En fait c'est simple, toute personne qui sait que l’on pratique ce métier peut être accusée de proxénétisme.
Cléo, travailleuse du sexe
En conséquence, certaines accusations peuvent s'avérer abusives. "En fait c'est simple, toute personne qui sait que l’on pratique ce métier peut être accusée de proxénétisme", souligne Cléo. "Même une collègue qui dépanne un préservatif, un proche qui nous emmène sur un lieu de rendez-vous ou notre conjoint à qui l'on offre un cadeau payé avec l'argent gagné en tant que TDS. Littéralement tous nos proches." En lien avec ce manque de précision, les travailleur·euses du sexe peinent souvent à trouver un logement, car les propriétaires informés de leur profession pourraient également se voir accusés de proxénétisme.
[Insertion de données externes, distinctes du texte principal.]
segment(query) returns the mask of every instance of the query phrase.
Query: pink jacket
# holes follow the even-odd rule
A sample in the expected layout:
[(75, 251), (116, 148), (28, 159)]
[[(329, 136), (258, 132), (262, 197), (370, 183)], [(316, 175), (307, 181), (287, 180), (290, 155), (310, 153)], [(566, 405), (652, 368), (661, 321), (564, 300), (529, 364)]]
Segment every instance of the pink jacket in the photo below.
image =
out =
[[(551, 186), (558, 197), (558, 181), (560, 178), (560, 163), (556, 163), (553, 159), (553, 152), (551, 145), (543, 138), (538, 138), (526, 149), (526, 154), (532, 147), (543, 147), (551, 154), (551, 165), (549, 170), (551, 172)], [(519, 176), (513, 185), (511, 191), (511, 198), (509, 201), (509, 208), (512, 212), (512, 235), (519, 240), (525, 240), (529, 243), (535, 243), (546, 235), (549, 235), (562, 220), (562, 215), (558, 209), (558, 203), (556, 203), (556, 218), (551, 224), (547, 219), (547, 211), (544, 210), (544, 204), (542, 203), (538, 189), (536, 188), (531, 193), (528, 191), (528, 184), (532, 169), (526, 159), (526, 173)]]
Être acteur et actrice de sa propre sécurité
Sous couvert de protection, la loi impose donc le silence et le repli sur soi aux travailleur·euses du sexe, voire les expose même à plus de dangers : "lors d'une prestation, pour que mes proches ne risquent pas d'être poursuivis, je ne peux pas leur donner l'adresse ni le pseudo de la personne que je rejoins... Il n’y a même pas de source de soutien officielle entre collègues puisqu’iels risqueraient aussi d’en être accusé·es", rapporte Cléo.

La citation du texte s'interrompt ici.